2. The panel: BRFSS-shape state rollout#

The DGP shape is identical to T20 (60 states x 8 weeks; rollout at w=5; dose ~ Uniform[$5K, $50K] of supplemental campaign spend per state; true ATT linear in dose with slope=100 screening uptake per $1K spend; outcome shifted by a baseline of 35 per 1,000 adults). The new piece is the survey layer: a permutation-based assignment of states to a 5 x 6 stratum x PSU grid (5 census-region x urbanicity strata, 6 PSUs/stratum, 2 states/PSU = 60), per-state post- stratification raking weights with CV ~ 0.30, and a PSU x period iid shock injected into the outcome so cluster correlation survives DiD first-differencing.

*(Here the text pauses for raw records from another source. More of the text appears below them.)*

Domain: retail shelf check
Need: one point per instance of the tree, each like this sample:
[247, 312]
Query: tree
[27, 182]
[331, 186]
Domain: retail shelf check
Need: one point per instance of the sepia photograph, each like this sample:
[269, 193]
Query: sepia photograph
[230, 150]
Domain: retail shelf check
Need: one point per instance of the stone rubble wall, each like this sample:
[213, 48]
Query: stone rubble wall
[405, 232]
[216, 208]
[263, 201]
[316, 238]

That last point is load-bearing. A time-invariant per-PSU random intercept cancels exactly under DiD: the (post - pre) average shifts each state by a constant, and the slope on dose is unaffected. generate_survey_did_data documents this directly (prep_dgp.py:1517-1523): “the time-invariant PSU RE cancels in the treatment-vs-control time-difference and the cluster-robust / survey SE would be smaller than naive OLS SE.” The fix is a PSU x period interaction shock: an iid draw per (psu, period) cell. T16’s reference helper carries the same composition (psu_re_sd=2.0 paired with psu_period_factor=1.0).

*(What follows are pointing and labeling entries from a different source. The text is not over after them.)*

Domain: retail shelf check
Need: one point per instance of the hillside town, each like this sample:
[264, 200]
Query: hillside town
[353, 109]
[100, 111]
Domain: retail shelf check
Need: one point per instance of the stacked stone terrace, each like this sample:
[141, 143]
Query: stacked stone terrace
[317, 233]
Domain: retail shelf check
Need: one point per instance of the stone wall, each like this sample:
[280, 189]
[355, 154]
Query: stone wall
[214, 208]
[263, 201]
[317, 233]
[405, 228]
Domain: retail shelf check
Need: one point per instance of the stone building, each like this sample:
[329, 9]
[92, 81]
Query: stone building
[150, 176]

Helper kept in-notebook so practitioners can copy it into their own workflow:

[ ]:
def attach_brfss_survey_columns(
    panel,
    *,
    seed,
    n_strata=N_STRATA,
    psu_per_stratum=PSU_PER_STRATUM,
    states_per_psu=STATES_PER_PSU,
    weight_cv=WEIGHT_CV_TARGET,
    fpc_per_stratum=FPC_PER_STRATUM,
    psu_period_shock_sd=PSU_PERIOD_SHOCK_SD,
):
    """Attach a BRFSS-shape survey design to a HAD panel.

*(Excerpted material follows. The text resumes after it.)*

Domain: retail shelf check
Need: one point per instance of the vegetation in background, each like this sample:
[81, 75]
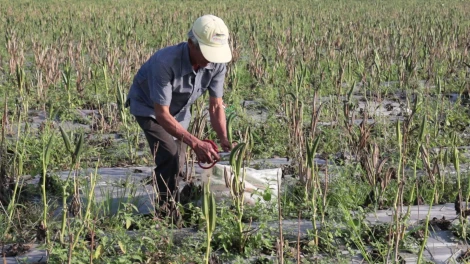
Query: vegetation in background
[303, 84]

    Adds: stratum (int), psu_id (int), weight (float), fpc (float).
    Also injects a PSU x period shock into the outcome so cluster
    correlation survives DiD differencing. Constant-within-state on
    the four design columns.
    """
    rng = np.random.default_rng(seed)
    state_ids = np.sort(panel["state_id"].unique())
    n_states = len(state_ids)
    n_psu = n_strata * psu_per_stratum
    if n_states != n_psu * states_per_psu:
        raise ValueError(
            f"state count {n_states} must equal n_strata*psu_per_stratum*"
            f"states_per_psu = {n_psu * states_per_psu}"
        )
    perm = rng.permutation(n_states)
    psu_block = np.repeat(np.arange(n_psu), states_per_psu)
    psu_of_state = psu_block[np.argsort(perm)]
    stratum_of_state = psu_of_state // psu_per_stratum
    base_per_stratum = np.array([0.8, 0.9, 1.0, 1.1, 1.3])
    base_w = base_per_stratum[stratum_of_state]
    sigma = np.sqrt(np.log(1 + weight_cv ** 2))
    pert = rng.lognormal(mean=-0.5 * sigma ** 2, sigma=sigma, size=n_states)
    w_per_state = base_w * pert
    state_lookup = pd.DataFrame({
        "state_id": state_ids,
        "stratum": stratum_of_state.astype(np.int64),
        "psu_id": psu_of_state.astype(np.int64),
        "weight": w_per_state,
        "fpc": float(fpc_per_stratum),
    })
    out = panel.merge(state_lookup, on="state_id", how="left")
    n_periods_local = int(panel["week"].max() - panel["week"].min() + 1)
    psu_period_shocks = rng.normal(0.0, psu_period_shock_sd, size=(n_psu, n_periods_local))
    week_min = int(panel["week"].min())
    shock_lookup = pd.DataFrame([
        {"psu_id": int(p), "week": int(w + week_min), "psu_period_shock": float(psu_period_shocks[p, w])}
        for p in range(n_psu)
        for w in range(n_periods_local)
    ])
    out = out.merge(shock_lookup, on=["psu_id", "week"], how="left")
    out["screening_uptake"] = out["screening_uptake"] + out["psu_period_shock"]
    return out.drop(columns=["psu_period_shock"])

[ ]:
raw = generate_continuous_did_data(
    n_units=N_UNITS,
    n_periods=N_PERIODS,
    cohort_periods=[COHORT_PERIOD],
    never_treated_frac=0.0,
    dose_distribution="uniform",
    dose_params={"low": DOSE_LOW, "high": DOSE_HIGH},
    att_function="linear",
    att_intercept=0.0,
    att_slope=TRUE_SLOPE,
    unit_fe_sd=8.0,
    time_trend=0.5,
    noise_sd=2.0,
    seed=MAIN_SEED,
)
panel = raw.copy()
panel.loc[panel["period"] < panel["first_treat"], "dose"] = 0.0
panel = panel.rename(columns={
    "unit": "state_id",
    "period": "week",
    "outcome": "screening_uptake",
    "dose": "spend_k",
})
panel["screening_uptake"] = panel["screening_uptake"] + BASELINE_OUTCOME

panel = attach_brfss_survey_columns(panel, seed=SD_SEED)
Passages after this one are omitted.